Chrigu, der die Band als Kameramann begleitet und auch deren Video-Clips gedreht hat, beschließt, sein Schicksal im Rahmen eines Dokumentarfilms festzuhalten. Unter dem Motto "Lass uns einen Film zusammen machen, ich steig' dann irgendwann aus" entsteht "Chrigu". Die Fertigstellung obliegt Chrigus Freund Jan Gassmann. Chrigu erlebt diese ebenso wenig wie die Vorstellung des Films bei der Berlinale 2007. Er erliegt im November 2005 im Alter von 23 Jahren seiner Krankheit.

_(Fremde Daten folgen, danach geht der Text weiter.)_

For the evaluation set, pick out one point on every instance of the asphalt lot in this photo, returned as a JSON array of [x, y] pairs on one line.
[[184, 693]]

Auf Chrigus ausdrücklichen Wunsch hin kümmern sich die Freunde um den Soundtrack. "Das war nicht einfach nur ein neues Mundartisten-Album", berichtet Klon der Berner Zeitung Emmental. "Der Film steht hier im Vordergrund. Wir haben bei diesen Aufnahmen ein ganz neues Schaffen kennen gelernt, bei dem jeder auch seine eigenen Ideen und Gefühle eingebracht hat."

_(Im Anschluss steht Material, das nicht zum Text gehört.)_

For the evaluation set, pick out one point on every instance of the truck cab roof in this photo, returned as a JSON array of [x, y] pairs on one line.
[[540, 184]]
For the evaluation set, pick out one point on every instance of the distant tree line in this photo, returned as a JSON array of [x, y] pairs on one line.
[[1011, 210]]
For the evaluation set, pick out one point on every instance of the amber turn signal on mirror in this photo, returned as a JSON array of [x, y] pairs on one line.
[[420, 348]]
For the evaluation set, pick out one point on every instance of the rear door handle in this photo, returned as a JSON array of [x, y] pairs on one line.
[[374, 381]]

"Er wollte diesen Film unbedingt machen. Und er wollte uns helfen, das Ganze zu verkraften. Darum haben wir alles gegeben, um den Film und den Soundtrack zu verwirklichen", erklärt DJ Matrat. "Ich bin stolz, dass wir das geschafft haben. Wir waren es ihm schuldig." Die Mundartisten touren mit ihrem fertigen Soundtrack durch Clubs und Kinos.
Den viel strapazierten Schuh, man habe das Schicksal des Freundes ausgeschlachtet, mag man sich nicht anziehen. "Ich hab' nicht das Gefühl, dass wir auf ein Boot aufgesprungen sind, von dem wir jetzt profitieren können", so Knackeboul. "Es ist mehr so, dass wir bereits in dem Boot saßen und es nun in den Hafen fahren." (heute-online.ch) Für die Mundartisten steht weniger die Trauer im Vordergrund, eher ein Leben, das in der Erinnerung weitergeht: "Mir näh di mit uf üse Wäg."

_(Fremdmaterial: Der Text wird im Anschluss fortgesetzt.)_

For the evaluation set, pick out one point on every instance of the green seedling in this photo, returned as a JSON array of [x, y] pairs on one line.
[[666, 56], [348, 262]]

"Chrigu" gerät zum Überraschungserfolg der Berlinale, wird mit dem Anerkennungspreis der Berner Filmförderung ausgezeichnet und erscheint im März 2008 im DVD-Format. Die Mundartisten rocken indes weiter die Bühnen der Eidgenossenschaft: Sie starten als Teil der Swiss Groove Tour ins Jahr 2008 und gründen wenig später ihr eigenes Label Mundartisten Records. Der Machtübernahme steht nichts mehr im Weg.